O ator americano Robert Redford, um dos grandes personagens de nosso tempo, foi vários: o ator lindo, de olhos azul-claros e interpretação refinada de Descalços no Parque (1967), Todos os Homens do Presidente (1976) e Entre Dois Amores (1985); dirigiu Gente como a Gente (1980), pelo qual recebeu o Oscar; em 2002, ganharia uma outra estatueta honorária por sua contribuição ao desenvolvimento do cinema, em constante casamento de militância com bom gosto. Ao criar o Instituto e o Festival de Sundance, na década de 1980, abriu as portas para trabalhos independentes, cultuados todos os anos — e que forçaram a engrenagem clássica de Hollywood a se mexer, deixando o lugar-comum e os caça-níqueis. Um dos filmes premiados em Sundance, na seção Lançamentos, foi Central do Brasil, de Walter Salles, em 1999, atalho para a bem-sucedida carreira do longa.

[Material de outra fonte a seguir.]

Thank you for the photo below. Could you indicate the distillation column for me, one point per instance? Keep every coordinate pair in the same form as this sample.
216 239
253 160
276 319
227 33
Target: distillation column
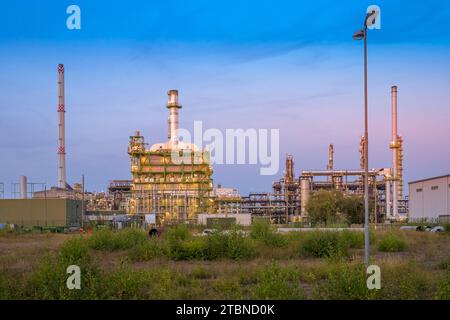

Pioneiro na defesa das questões ambientais, preocupado com os indígenas americanos, Redford soube conciliar, como poucos, a atividade meramente artística com a postura política, de modo que uma coisa enriquecesse a outra. Avesso à ribalta, de sorriso tímido e incomodado com a fama, embora fosse procurado com frequência, nos últimos anos decidiu se recolher a um rancho na cidade natal de Utah. Morreu em 16 de setembro, aos 89 anos, de causas não reveladas pela família, como uma estrela que não ficou presa à primeira imagem de sucesso, o sex symbol de presença hipnotizante do faroeste moderno Butch Cassidy, de 1969, no qual contracenou com Paul Newman — e que dupla espetacular formaram. Há poucos anos, instado a resumir sua vitoriosa trajetória, respondeu com a modéstia dos grandes: “Fui autêntico. Consegui o que queria”.
Pássaros cantando na cabeça

Em que sessão das lojas de discos, quando elas ainda eram populares, deveriam ser postos os álbuns do alagoano Hermeto Pascoal? Jazz? MPB? Pop? Forró? Foi sempre quase impossível rotular o trabalho de um artista que tocava vários instrumentos, além de chaleira, tamanco, serrote e a própria barba. Em shows e gravações que soavam como uma sinfonia da natureza, não havia limite para a “música universal” — que vinha do universo, em uma de suas definições mais celebradas. “Eu digo que sou 100% intuitivo, porque aprendi experimentando as coisas que me vinham à cabeça enquanto ouvia os pássaros cantando”, disse certa vez.
Conhecido como “o bruxo”, por conseguir tirar harmonia e melodia de onde se supunha apenas o silêncio ou barulho desmedido, Hermeto era respeitado internacionalmente, adorado por mestres como Miles Davis. Já em 1965, com Em Som Maior, do grupo Sambrasa Trio, formado por ele no piano, Humberto Clayber no baixo e Airto Moreira na bateria, desnudara-se um artista diferente de tudo o que veio antes e que viria depois. Contava ter começado a compor porque, albino, não podia trabalhar na roça por risco de pegar sol, então tratou de observar os sons. Aos 10 anos começou a tocar acordeão — e como criança, com a ingenuidade das descobertas infantis, seguia compondo e fazendo longos recitais inclassificáveis. “Hermeto é a grandeza da música no Brasil, um dos pontos mais altos da história da música no Brasil e que se expôs ao mundo com muita clareza e força”, disse Caetano Veloso. “Hermeto Pascoal parte, mas sua música infinita permanece.” Ele morreu em 13 de setembro, aos 89 anos, de falência de múltiplos órgãos.